Inventing as we go: building a visual editor for MediaWiki

Visual_Editor-logo
We at the Wikimedia Foundation, in conjunction with Wikia, are building the VisualEditor for Wikipedia and all other sites based on the MediaWiki software. This is taking us some time, and we often get asked what’s involved in this, just how hard it is, and why it’s taking us so long, so we thought we’d explain some of the intricacies in the most challenging software project the Wikimedia Foundation has ever worked on.

What are we trying to do?

We are creating software that will let users load, edit and save Wikipedia articles visually, bypassing the existing system that requires our users learn “wikitext,” a complex markup code. Instead, the articles they’re editing will look the same as when they’re reading them, and any changes they make will be obvious in their effects before they press save — just like writing a document in a word processor.

Haven’t people done this before?

Yes and no. There are lots of visual text editors out there, and even a few open source ones that can edit Web pages quite well, but they are insufficient for our needs for a number of reasons.
One criterion that is hugely important to us is that our editor should work with lots of languages.

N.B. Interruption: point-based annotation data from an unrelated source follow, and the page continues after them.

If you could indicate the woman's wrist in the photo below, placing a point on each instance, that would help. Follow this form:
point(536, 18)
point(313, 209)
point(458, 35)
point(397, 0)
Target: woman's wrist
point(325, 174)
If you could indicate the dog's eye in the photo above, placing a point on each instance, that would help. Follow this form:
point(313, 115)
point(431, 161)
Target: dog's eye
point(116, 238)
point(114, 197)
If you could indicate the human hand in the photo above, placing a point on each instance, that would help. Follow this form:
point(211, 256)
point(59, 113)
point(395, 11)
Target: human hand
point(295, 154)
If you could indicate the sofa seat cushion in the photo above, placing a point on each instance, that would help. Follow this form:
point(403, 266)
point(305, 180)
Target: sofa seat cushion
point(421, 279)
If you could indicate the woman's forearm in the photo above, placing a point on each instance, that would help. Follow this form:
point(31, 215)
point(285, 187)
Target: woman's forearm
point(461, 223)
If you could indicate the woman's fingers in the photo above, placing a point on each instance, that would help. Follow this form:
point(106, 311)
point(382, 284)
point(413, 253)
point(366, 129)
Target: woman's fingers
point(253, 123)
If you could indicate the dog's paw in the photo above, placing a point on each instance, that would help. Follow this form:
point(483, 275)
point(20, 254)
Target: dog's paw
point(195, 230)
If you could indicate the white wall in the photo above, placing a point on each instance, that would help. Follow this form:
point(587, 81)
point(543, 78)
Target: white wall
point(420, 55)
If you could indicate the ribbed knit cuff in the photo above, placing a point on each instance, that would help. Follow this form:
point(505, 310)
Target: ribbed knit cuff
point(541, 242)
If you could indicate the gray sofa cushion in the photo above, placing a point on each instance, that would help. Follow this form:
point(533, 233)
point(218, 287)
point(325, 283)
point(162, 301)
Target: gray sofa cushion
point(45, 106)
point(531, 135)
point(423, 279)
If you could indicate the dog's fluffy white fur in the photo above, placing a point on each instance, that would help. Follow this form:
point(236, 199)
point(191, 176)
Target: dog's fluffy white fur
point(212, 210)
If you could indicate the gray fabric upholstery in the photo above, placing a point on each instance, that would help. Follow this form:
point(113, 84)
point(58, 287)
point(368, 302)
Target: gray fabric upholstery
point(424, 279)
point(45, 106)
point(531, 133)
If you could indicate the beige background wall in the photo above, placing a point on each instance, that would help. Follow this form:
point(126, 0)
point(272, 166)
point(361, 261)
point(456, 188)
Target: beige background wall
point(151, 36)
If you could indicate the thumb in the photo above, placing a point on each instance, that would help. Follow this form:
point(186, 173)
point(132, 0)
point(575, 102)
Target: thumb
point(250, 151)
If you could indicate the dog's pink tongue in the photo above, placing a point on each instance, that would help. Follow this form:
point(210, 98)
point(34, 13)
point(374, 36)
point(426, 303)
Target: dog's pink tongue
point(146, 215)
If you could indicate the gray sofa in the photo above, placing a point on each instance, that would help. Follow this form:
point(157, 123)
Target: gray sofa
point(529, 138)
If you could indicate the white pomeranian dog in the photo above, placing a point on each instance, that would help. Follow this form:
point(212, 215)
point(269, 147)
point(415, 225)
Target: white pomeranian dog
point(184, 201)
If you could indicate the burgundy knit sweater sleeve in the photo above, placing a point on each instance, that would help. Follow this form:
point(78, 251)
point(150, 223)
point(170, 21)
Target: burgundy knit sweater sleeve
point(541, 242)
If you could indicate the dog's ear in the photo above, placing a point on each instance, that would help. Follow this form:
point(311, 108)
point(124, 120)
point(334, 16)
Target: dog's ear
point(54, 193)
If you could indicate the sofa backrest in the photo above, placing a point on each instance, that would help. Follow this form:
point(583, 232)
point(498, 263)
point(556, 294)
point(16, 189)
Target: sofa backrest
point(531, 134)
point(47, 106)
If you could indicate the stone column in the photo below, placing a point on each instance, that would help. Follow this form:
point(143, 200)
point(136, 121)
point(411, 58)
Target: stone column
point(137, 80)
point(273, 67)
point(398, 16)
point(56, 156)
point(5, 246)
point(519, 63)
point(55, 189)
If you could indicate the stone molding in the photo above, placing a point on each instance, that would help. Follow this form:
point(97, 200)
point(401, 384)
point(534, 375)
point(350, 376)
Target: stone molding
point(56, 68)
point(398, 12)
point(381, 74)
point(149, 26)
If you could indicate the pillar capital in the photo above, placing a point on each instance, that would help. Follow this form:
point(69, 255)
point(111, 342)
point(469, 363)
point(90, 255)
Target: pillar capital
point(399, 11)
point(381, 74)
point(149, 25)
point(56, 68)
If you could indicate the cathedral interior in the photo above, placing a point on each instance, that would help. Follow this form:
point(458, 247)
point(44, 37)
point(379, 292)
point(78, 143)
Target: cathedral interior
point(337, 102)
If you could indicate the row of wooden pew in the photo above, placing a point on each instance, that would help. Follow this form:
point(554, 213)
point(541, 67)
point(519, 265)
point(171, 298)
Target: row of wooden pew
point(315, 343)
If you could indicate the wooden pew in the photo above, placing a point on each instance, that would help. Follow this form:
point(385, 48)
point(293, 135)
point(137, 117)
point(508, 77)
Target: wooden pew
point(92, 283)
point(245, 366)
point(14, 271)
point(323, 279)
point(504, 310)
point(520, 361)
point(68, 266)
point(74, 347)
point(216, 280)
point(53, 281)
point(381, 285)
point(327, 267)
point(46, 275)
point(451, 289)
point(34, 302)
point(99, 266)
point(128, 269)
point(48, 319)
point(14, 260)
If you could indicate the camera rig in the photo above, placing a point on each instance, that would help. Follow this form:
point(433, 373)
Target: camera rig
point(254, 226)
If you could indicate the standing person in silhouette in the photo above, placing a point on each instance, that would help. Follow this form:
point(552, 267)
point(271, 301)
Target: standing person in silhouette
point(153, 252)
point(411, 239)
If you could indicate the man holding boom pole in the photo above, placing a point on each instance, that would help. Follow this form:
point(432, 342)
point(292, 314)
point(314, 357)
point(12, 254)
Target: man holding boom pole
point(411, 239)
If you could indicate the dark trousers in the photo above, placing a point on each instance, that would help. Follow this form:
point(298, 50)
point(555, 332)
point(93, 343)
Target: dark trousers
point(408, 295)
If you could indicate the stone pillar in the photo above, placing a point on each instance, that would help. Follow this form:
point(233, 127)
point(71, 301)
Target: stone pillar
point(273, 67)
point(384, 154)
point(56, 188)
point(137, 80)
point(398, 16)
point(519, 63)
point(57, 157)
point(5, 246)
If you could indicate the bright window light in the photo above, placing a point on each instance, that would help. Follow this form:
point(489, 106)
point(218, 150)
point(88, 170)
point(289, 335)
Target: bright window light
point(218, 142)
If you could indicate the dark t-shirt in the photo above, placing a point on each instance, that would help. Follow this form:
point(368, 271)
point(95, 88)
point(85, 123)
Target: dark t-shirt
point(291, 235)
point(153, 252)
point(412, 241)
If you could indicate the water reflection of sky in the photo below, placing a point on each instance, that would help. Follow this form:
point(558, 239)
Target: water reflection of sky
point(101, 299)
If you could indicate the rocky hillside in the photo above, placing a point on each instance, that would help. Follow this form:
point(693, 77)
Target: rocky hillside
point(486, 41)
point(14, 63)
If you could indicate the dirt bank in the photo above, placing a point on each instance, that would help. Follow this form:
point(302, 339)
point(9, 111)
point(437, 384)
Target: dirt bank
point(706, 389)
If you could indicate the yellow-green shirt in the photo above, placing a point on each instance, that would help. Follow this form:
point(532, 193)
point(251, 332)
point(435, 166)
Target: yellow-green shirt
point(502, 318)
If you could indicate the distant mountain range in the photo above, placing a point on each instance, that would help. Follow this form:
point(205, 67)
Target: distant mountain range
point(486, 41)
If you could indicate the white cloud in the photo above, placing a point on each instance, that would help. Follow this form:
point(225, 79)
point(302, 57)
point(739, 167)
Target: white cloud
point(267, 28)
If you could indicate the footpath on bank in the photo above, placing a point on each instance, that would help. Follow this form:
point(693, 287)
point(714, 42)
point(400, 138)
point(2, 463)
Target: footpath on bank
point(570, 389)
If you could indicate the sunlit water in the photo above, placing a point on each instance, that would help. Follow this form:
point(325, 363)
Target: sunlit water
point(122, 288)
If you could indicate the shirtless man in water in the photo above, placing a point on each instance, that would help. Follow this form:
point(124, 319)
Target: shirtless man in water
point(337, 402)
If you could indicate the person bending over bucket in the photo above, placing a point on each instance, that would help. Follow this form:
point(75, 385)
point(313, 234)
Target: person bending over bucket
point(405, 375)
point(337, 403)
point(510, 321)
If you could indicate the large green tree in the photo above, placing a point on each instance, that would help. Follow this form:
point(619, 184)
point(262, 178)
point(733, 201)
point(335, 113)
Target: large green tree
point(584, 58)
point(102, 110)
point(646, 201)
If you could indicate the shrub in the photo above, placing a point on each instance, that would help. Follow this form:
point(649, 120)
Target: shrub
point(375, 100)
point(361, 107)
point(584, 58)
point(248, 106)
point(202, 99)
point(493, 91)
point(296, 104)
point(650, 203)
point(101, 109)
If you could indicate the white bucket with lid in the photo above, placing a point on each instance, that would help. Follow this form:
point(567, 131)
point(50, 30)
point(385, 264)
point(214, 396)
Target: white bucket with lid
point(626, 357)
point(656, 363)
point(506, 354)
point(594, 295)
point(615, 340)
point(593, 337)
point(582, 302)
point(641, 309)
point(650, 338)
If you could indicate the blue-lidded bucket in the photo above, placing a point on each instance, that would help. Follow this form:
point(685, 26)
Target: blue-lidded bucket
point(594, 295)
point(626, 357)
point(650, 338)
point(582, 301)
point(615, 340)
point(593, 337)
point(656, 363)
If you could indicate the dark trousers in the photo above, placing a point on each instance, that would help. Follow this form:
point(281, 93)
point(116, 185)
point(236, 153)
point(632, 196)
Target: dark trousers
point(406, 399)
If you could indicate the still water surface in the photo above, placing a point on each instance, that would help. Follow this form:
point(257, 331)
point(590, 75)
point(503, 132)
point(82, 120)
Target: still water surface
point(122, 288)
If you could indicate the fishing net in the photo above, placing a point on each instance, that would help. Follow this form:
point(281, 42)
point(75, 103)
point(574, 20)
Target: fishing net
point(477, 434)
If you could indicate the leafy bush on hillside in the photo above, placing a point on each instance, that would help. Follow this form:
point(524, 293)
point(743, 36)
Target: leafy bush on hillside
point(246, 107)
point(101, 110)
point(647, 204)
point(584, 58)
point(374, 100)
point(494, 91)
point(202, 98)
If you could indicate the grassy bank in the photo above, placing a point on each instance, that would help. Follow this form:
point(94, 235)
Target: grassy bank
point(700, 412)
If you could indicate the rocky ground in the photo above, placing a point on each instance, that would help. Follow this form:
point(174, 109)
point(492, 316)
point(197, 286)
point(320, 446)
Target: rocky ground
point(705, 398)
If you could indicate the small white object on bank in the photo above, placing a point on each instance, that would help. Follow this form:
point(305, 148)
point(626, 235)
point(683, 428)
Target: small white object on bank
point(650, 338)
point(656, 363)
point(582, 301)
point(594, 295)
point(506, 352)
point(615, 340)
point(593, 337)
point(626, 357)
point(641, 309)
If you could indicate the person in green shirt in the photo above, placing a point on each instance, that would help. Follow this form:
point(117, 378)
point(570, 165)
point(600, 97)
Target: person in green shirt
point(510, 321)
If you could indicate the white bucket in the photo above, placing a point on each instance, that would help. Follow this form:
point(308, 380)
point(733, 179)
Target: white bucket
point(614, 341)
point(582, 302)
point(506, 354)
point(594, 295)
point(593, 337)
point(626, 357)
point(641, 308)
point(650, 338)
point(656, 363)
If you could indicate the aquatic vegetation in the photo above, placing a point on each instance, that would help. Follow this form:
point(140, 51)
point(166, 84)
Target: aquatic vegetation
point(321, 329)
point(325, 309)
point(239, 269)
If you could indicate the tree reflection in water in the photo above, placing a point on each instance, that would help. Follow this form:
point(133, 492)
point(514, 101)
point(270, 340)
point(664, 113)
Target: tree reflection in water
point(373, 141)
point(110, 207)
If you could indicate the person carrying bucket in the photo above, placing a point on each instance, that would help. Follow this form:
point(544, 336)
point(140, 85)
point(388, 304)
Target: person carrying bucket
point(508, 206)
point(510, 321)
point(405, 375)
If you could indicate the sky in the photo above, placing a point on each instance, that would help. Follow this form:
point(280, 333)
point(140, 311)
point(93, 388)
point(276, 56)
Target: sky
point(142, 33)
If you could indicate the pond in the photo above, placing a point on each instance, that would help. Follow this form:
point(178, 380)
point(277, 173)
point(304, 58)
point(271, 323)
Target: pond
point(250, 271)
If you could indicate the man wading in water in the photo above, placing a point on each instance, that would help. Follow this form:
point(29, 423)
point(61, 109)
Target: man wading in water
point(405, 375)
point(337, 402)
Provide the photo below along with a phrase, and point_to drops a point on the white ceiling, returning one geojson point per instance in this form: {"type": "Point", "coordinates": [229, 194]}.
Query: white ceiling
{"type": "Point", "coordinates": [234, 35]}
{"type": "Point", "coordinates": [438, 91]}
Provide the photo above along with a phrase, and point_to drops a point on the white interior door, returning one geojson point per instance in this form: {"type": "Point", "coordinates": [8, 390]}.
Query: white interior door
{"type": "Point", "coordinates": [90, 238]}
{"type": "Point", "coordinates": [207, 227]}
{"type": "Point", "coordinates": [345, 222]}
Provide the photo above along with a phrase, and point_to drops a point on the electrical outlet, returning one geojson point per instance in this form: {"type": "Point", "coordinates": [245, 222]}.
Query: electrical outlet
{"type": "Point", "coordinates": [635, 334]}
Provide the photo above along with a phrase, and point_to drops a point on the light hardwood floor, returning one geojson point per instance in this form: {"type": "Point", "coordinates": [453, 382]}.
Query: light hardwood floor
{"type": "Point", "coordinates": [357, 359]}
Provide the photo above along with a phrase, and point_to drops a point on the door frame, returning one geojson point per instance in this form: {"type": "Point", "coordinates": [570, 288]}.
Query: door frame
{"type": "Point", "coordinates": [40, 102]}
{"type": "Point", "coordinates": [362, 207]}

This is not just a matter of supporting certain right-to-left languages, or a few based on ideograms, but being able to use any and all of the 290 languages we currently provide. We also want to be able to do so seamlessly in the same documents to support our multi-lingual communities. Some of the languages we are committed to working with have very little software support, and we are often one of the few sources of written material for them, or at least, one of the largest.
Another issue is that wikitext has grown over the past 12 years to have a large number of rich and complicated features that are not just “simplified ways of writing HTML.” Though we originally intended many of these to be used only occasionally, they have often evolved to be at the core of how MediaWiki pages are now written by many Wikimedia users and more widely.
These advanced features include content transclusion (pulling in a “live” copy of one page or part of it into another), templates (transclusion with parts defined at the second page rather than the source), and parser functions (pages that show different things depending on hundreds of potential options, like the day of the week or whether another page exists). Attempting to retrofit this into an existing editor would have been exceptionally difficult, and more work than starting from scratch.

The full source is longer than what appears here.